"Il Vigorelli per lo sport", già a quota 4mila le firme dei comitati anti-trasloco

«Non nella mia via». Se le zone «candidate» a ospitare i 4mila islamici che si riuniscono per la preghiera settimanale del venerdì sono diciannove, è probabile che ci saranno diciannove reazioni contrarie di comitati e residenti: «Va bene che devono pregare, ma non possono farlo un po’ più in là?», sembrano chiedere tutti. Sembra saperlo bene il vicesindaco Riccardo De Corato, quando (alla Lega) manda a dire: «Si sta scherzando con il fuoco». «Non si capisce come sia possibile che ogni giorno qualcuno tiri fuori dal cilindro ipotesi più o meno fantasiose che non hanno le condizioni necessarie per realizzarsi. Un esercizio teorico che serve solo ad aprire sterili polemiche e ad alimentare timori tra i cittadini». De Corato è molto chiaro: «La soluzione definitiva non può essere che un’area fuori da Milano e dal suo hinterland, una zona non urbanizzata, non residenziale, né commerciale. Un modello, per via dei collegamenti viari, rimane la moschea di Segrate». Un problema, se è vero che i centri islamici hanno avvertito chiaramente che non intendono andare a pregare fuori Milano. Ma «il Comune - per il vicesindaco - ha subito messo in chiaro come stanno le cose. In città non ci sono aree adatte a ricevere il trasferimento di 4000 persone». Anche Penati ieri è tornato a fare la voce grossa: «Si smetta di prendere in giro i cittadini che lavorano e vivono intorno al centro islamico di viale Jenner e si garantisca loro che venerdì non ci sarà più nessun musulmano a pregare sul marciapiede».

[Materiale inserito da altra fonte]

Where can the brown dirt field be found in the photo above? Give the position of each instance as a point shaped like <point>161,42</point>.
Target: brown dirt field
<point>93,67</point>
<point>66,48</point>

Mentre le istituzioni si arrovellano sulla moschea - piccola, grande, dentro o fuori Milano - si entra nella settimana decisiva per il trasloco da viale Jenner al Vigorelli. Residenti e consiglieri di zona oggi aspettano al varco Palazzo Marino: «Vediamo che notizie arrivano dal Consiglio comunale e dai gruppi - conferma Nicolò Mardegan (An) -, so che i comitati sono pronti ad azioni clamorose, come il blocco delle strade». «Per quanto ci riguarda lo escludo - precisa Claudio Pozzari, del comitato Fiera-Carlo Magno -. So che ci sono dei cittadini un po’ agitati, ma non è questa la nostra linea». «Qualcuno - conferma il presidente della zona 8 Claudio Consolini (Fi) - vuol far parlare della cosa incatenandosi o facendo cose del genere. La Zona ha approvato una delibera contro lo spostamento, ma nel caso malaugurato in cui si dovesse fare, almeno limitiamo i danni. Ci diano una scadenza precisa». All’ordine del giorno del Consiglio di oggi, intanto, non c’è «nessun documento» sul caso, come precisa il presidente Manfredi Palmeri, che oggi visita la moschea di via Meda: «Dall’incontro potrà uscire anche un’indicazione di metodo utile».